1. Efficacy and Safety of Trabectedin or Dacarbazine for Metastatic Liposarcoma or Leiomyosarcoma After Failure of Conventional Chemotherapy: Results of a Phase III Randomized Multicenter Clinical Trial.

J Clin Oncol. 2016 Mar 10;34(8):786-93. doi: 10.1200/JCO.2015.62.4734. Epub 2015 Sep 14.

Demetri GD, von Mehren M, Jones RL, Hensley ML, Schuetze SM, Staddon A, Milhem M, Elias A, Ganjoo K, Tawbi H, Van Tine BA, Spira A, Dean A, Khokhar NZ, Park YC, Knoblauch RE, Parekh TV, Maki RG, Patel SR.

PURPOSE:This multicenter study, to our knowledge, is the first phase III trial to compare trabectedin versus dacarbazine in patients with advanced liposarcoma or leiomyosarcoma after prior therapy with an anthracycline and at least one additional systemic regimen.

PATIENTS AND METHODS:Patients were randomly assigned in a 2:1 ratio to receive trabectedin or dacarbazine intravenously every 3 weeks. The primary end point was overall survival (OS), secondary end points were disease control-progression-free survival (PFS), time to progression, objective response rate, and duration of response-as well as safety and patient-reported symptom scoring.

RESULTS:A total of 518 patients were enrolled and randomly assigned to either trabectedin (n = 345) or dacarbazine (n = 173). In the final analysis of PFS, trabectedin administration resulted in a 45% reduction in the risk of disease progression or death compared with dacarbazine (median PFS for trabectedin v dacarbazine, 4.2 v 1.5 months; hazard ratio, 0.55; P < .001); benefits were observed across all preplanned subgroup analyses.
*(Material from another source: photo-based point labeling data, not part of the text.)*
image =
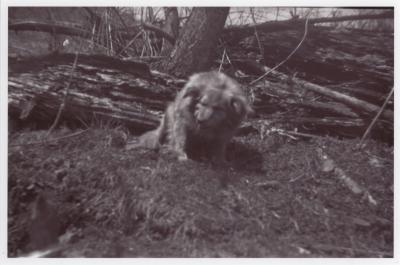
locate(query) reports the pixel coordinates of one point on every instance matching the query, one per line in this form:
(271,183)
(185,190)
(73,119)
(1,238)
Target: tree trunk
(194,49)
(171,26)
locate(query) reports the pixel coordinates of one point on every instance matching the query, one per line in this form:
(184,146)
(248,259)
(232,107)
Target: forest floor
(88,196)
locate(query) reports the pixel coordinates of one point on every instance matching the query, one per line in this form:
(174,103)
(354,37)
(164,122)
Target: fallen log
(236,33)
(110,93)
(298,83)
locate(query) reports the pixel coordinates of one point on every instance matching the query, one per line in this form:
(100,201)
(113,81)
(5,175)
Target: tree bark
(171,26)
(194,49)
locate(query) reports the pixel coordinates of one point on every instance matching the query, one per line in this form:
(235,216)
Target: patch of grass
(270,202)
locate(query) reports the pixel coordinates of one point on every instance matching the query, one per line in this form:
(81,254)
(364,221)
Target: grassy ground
(88,195)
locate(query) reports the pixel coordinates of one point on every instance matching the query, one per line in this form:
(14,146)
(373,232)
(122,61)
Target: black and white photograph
(200,131)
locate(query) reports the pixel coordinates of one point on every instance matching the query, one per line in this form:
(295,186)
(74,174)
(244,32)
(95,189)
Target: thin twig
(290,55)
(51,140)
(130,42)
(256,34)
(376,117)
(62,106)
(222,60)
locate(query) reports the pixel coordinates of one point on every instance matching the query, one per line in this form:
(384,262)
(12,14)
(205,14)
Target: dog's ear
(191,91)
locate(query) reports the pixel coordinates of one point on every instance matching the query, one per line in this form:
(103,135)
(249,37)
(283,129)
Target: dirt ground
(86,195)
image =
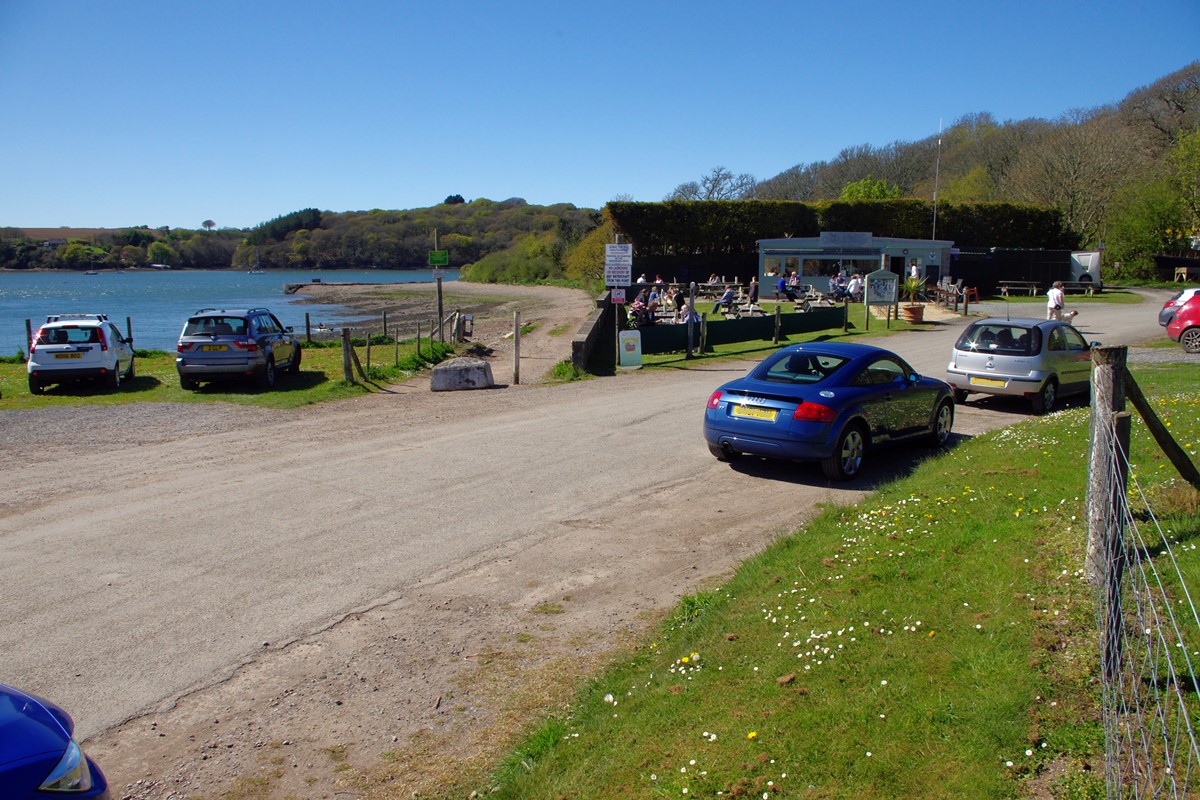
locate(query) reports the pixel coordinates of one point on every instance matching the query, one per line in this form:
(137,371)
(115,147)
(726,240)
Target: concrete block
(461,373)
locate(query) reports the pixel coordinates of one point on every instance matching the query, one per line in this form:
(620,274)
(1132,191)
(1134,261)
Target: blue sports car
(827,402)
(39,755)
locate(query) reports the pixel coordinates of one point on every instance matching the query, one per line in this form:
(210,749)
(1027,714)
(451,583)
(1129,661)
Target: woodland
(1123,176)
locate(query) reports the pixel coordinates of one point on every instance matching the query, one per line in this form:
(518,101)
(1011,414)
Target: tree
(869,188)
(718,185)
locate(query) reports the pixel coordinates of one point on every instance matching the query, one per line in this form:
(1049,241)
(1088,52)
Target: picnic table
(1081,287)
(1013,287)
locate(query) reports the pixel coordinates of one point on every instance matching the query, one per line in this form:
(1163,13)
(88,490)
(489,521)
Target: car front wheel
(1044,401)
(847,455)
(943,422)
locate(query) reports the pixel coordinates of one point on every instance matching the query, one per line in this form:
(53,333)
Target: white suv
(78,347)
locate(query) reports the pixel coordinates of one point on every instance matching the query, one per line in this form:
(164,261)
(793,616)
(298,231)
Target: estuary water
(159,301)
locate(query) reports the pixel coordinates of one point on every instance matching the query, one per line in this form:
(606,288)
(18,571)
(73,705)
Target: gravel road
(220,593)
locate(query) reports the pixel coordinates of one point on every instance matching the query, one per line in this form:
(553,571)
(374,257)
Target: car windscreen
(215,326)
(1002,338)
(798,367)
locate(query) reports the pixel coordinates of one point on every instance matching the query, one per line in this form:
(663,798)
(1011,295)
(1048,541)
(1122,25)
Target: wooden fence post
(1115,548)
(347,370)
(1108,397)
(516,347)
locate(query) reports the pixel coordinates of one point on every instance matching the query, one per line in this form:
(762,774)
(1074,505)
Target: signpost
(618,274)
The interim analysis of OS (64% censored) demonstrated a 13% reduction in risk of death in the trabectedin arm compared with dacarbazine (median OS for trabectedin v dacarbazine, 12.4 v 12.9 months; hazard ratio, 0.87; P = .37). The safety profiles were consistent with the well-characterized toxicities of both agents, and the most common grade 3 to 4 adverse effects were myelosuppression and transient elevation of transaminases in the trabectedin arm.

CONCLUSION:Trabectedin demonstrates superior disease control versus conventional dacarbazine in patients who have advanced liposarcoma and leiomyosarcoma after they experience failure of prior chemotherapy. Because disease control in advanced sarcomas is a clinically relevant end point, this study supports the activity of trabectedin for patients with these malignancies.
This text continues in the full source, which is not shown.